The activation of NOD2 signaling is thought to depend on the homo-oligomerization of the protein that facilitates the formation of a signaling complex that includes the kinase RIP2K (12, 13). We sought to determine whether recombinant purified NOD2 was able to form this signaling complex. Recombinant Halo-NOD2-His₆, enriched by immobilized nickel chromatography, was immobilized by incubation with HaloLink resin. Lysates from cells transfected with plasmids that express either V5-tagged NOD2 or RIP2K were incubated with immobilized NOD2 or control resin in which NOD2 was removed using TEV protease. The association of NOD2 or RIP2K from the transfected cell lysates with immobilized Halo-NOD2 and control resin was assayed by immunoblot analysis. Both NOD2 and RIP2K were found to associate with Halo-NOD2-His₆, whereas V5-tagged β-galactosidase did not (Fig. 6, A and B). Weak association of NOD2 and RIP2K with control resin was noted and may be the result of incomplete removal of NOD2 or nonspecific interactions with the resin (Fig. 6, A and B). Yeast two-hybrid studies have previously shown the CARDs of NOD2 to undergo homotypic interactions (38). To further assess the functionality of the full-length NOD2, we sought to repeat these observations using surface plasmon resonance. Full-length NOD2 was immobilized, and increasing concentrations of recombinant NOD2 CARDs or GST were used as analyte. Specific binding was only observed to the NOD2 CARDs (Fig. 6C) with a measurable K_d of 12.37 ± 0.58 μm. Non-linear regression using a specific binding model with Hill slope produced a value of the Hill slope of 1.6 ± 0.13, indicative of multiple binding sites and potential cooperativity consistent with a tandem CARD interaction process (Fig. 6C). These data suggest that recombinant purified NOD2 not only binds ATP and MDP but also is capable of supporting protein-protein interactions important in in vivo NOD2 signaling.

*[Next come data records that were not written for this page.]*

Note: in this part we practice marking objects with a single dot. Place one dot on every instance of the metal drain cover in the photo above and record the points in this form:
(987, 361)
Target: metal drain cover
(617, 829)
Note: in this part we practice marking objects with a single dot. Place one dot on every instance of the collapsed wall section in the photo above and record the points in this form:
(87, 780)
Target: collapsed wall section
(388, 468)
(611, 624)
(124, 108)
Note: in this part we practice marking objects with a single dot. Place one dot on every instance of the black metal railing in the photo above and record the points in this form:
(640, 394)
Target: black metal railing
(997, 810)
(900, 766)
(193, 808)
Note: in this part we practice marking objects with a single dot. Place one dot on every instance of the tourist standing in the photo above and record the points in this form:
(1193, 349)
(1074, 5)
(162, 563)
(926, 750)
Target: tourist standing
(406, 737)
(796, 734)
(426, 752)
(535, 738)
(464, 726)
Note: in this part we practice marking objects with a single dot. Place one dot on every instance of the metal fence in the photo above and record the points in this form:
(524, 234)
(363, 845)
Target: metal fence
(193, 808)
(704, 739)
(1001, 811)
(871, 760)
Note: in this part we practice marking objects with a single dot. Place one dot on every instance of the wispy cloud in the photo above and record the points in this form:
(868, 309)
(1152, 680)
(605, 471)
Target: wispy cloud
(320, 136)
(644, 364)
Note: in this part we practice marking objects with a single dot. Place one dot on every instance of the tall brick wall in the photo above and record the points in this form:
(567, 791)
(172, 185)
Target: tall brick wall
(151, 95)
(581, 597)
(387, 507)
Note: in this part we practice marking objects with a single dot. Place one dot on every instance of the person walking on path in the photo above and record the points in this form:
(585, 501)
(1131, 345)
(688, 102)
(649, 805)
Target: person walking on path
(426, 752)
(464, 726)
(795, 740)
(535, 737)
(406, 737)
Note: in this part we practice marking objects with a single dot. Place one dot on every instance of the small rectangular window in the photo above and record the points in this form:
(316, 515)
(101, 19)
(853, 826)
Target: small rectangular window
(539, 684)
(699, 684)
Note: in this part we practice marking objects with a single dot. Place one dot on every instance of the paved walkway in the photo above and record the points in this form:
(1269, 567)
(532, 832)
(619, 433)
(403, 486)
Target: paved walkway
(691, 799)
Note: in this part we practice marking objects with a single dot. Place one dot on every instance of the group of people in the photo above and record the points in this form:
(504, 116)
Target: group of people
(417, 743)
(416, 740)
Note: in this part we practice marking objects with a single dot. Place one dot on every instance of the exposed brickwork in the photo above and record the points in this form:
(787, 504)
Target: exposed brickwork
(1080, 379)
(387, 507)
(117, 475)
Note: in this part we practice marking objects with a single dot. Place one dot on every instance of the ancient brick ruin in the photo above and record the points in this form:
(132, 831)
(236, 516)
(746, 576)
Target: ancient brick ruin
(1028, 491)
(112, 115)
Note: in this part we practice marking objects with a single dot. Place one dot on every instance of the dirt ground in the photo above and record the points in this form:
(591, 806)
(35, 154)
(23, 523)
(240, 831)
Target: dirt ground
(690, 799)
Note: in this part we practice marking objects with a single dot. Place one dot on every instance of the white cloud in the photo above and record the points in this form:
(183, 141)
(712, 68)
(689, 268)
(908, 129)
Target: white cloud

ATP Binding Modulates MDP Binding and Homo-oligomerization by Recombinant NOD2

We sought to determine whether ATP binding by NOD2 could alter biologically relevant activities of the recombinant protein. The association of purified NOD2 with MDP was assessed as described above after NOD2 was incubated with ATP, ATPγS, or no nucleotide. MDP binding by NOD2 was enhanced by incubation with non-hydrolyzable ATP analog but not with ATP (Fig. 7, A and B). Interestingly, the NOD2 WAB protein binding to biotinylated MDP was dramatically reduced when compared with WT NOD2 (Fig. 7C), further supporting the concept that MDP binding by NOD2 is modulated by association of the protein with ATP. The homo-oligomerization of NOD2 was also assessed by assaying interaction between V5-tagged NOD2 in transfected cell lysates and HaloLink, resin-bound, recombinant Halo-NOD2-His₆ incubated with ATP, ATPγS, or no nucleotide. As with association between NOD2 and MDP, NOD2 homo-oligomerization was increased by binding to ATPγS (Fig. 7D).